The Washington Times

Inside Politics: GOP Senate candidate blames Romney for drop

Former Wisconsin governor and current U.S. Senate candidate Tommy Thompson says his declining poll numbers in recent days are due partly to Republican presidential candidate Mitt Romney’s lack of momentum on the presidential campaign trail.

Mr. Thompson, a Republican, was considered a favorite as recently as last month in his Senate race against Democratic Rep. Tammy Baldwin, but a poll released Wednesday by Marquette University Law School shows him trailing Ms. Baldwin by 9 percentage points.

A CBS/New York Times/Quinnipiac University poll released this week showed the race as tied at 47 percent. A Marquette poll last month showed Mr. Thompson with a 9-point lead.
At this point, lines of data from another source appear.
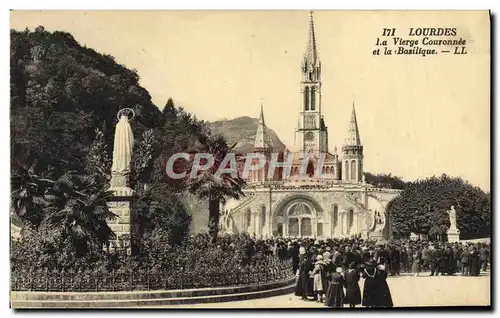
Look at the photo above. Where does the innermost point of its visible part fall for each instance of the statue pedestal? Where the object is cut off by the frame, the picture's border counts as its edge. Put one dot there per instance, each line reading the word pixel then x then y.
pixel 453 235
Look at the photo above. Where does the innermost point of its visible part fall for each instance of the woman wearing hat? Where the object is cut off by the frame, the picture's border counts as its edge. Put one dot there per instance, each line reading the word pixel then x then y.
pixel 304 287
pixel 335 293
pixel 376 292
pixel 353 292
pixel 319 278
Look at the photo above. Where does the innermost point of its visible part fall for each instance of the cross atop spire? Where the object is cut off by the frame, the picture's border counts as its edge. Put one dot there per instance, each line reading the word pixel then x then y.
pixel 353 138
pixel 262 138
pixel 311 57
pixel 261 117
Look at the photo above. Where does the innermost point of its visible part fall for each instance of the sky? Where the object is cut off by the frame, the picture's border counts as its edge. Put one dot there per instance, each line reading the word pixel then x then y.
pixel 417 116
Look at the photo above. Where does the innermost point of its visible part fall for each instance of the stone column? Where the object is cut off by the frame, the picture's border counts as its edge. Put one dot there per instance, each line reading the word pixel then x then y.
pixel 120 205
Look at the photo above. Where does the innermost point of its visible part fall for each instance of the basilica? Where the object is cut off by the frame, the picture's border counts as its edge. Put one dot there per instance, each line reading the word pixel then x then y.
pixel 334 203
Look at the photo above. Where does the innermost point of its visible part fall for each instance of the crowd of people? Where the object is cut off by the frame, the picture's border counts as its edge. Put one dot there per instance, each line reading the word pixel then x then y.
pixel 329 270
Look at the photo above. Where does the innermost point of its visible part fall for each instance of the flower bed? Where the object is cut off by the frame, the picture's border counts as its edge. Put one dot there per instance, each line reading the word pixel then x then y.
pixel 232 261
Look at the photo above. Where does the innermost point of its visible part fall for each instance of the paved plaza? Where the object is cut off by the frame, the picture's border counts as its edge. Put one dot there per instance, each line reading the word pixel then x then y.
pixel 407 291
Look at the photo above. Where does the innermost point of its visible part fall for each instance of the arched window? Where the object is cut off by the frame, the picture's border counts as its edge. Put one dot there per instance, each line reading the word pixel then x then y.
pixel 353 170
pixel 306 98
pixel 347 170
pixel 313 98
pixel 335 215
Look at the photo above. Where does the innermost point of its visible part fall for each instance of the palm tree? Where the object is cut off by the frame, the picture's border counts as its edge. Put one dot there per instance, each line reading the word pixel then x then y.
pixel 28 192
pixel 208 185
pixel 77 208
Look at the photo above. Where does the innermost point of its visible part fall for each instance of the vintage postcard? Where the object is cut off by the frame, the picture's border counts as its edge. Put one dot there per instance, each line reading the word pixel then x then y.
pixel 250 159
Mr. Thompson downplayed the gap in an interview with WKOW-TV in Madison, Wis., but said his declining numbers have been caused in part by the Romney campaign’s negative momentum in recent weeks.

WHITE HOUSE

Obama joins the chorus: Let Teddy win

It seems President Obama wants Teddy, one of the Washington Nationals baseball team’s four oversized presidential mascots, to finally be allowed to win a race at the ballpark.

The Teddy Roosevelt character has never won, or at least not legitimately, in the nightly race against oversized George Washington, oversized Thomas Jefferson and oversized Abe Lincoln.
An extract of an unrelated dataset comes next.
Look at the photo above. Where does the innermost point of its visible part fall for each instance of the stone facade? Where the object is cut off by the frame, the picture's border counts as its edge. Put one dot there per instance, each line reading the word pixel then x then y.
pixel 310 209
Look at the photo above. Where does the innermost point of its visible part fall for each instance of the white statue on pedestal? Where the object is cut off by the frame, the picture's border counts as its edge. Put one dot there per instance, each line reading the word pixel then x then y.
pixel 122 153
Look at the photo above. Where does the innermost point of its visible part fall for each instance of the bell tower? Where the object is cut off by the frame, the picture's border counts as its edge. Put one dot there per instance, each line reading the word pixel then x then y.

Fans in Washington have taken up Teddy’s cause, chanting for the team to let nation’s 26th president have one win — operating under the undoubtedly correct belief that the races are fixed.

In a tongue-in-cheek interview with ESPN, Sen. John McCain, Arizona Republican, said it was time to let Teddy claim victory, and on Thursday Mr. Obama’s spokesman chimed in and said the First Fan agrees.
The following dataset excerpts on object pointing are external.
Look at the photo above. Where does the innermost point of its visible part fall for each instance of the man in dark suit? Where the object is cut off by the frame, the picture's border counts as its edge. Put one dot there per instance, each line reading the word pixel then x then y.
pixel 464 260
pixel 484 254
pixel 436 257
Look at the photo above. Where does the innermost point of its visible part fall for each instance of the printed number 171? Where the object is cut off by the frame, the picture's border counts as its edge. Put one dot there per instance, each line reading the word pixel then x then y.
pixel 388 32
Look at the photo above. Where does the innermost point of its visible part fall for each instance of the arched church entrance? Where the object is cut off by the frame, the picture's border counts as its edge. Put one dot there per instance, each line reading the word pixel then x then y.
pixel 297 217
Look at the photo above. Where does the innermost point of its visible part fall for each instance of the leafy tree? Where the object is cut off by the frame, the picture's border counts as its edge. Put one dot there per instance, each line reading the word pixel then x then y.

“This is an outrage. I agree with Sen. McCain, I’m comfortable saying my boss agrees with Sen. McCain,” press secretary Jay Carney told reporters traveling on Air Force One.

CAMPAIGN

Professors are big stuffers of an Obama campaign fund

The fundraising committee through which President Obama solicits his largest campaign donations relied overwhelmingly on professors from elite universities last month.

The top donors, measured by frequency of donation, were Duke University, the University of Michigan, University of California, University of Washington and Stanford University, and Mr. Obama’s alma maters of Columbia and Harvard.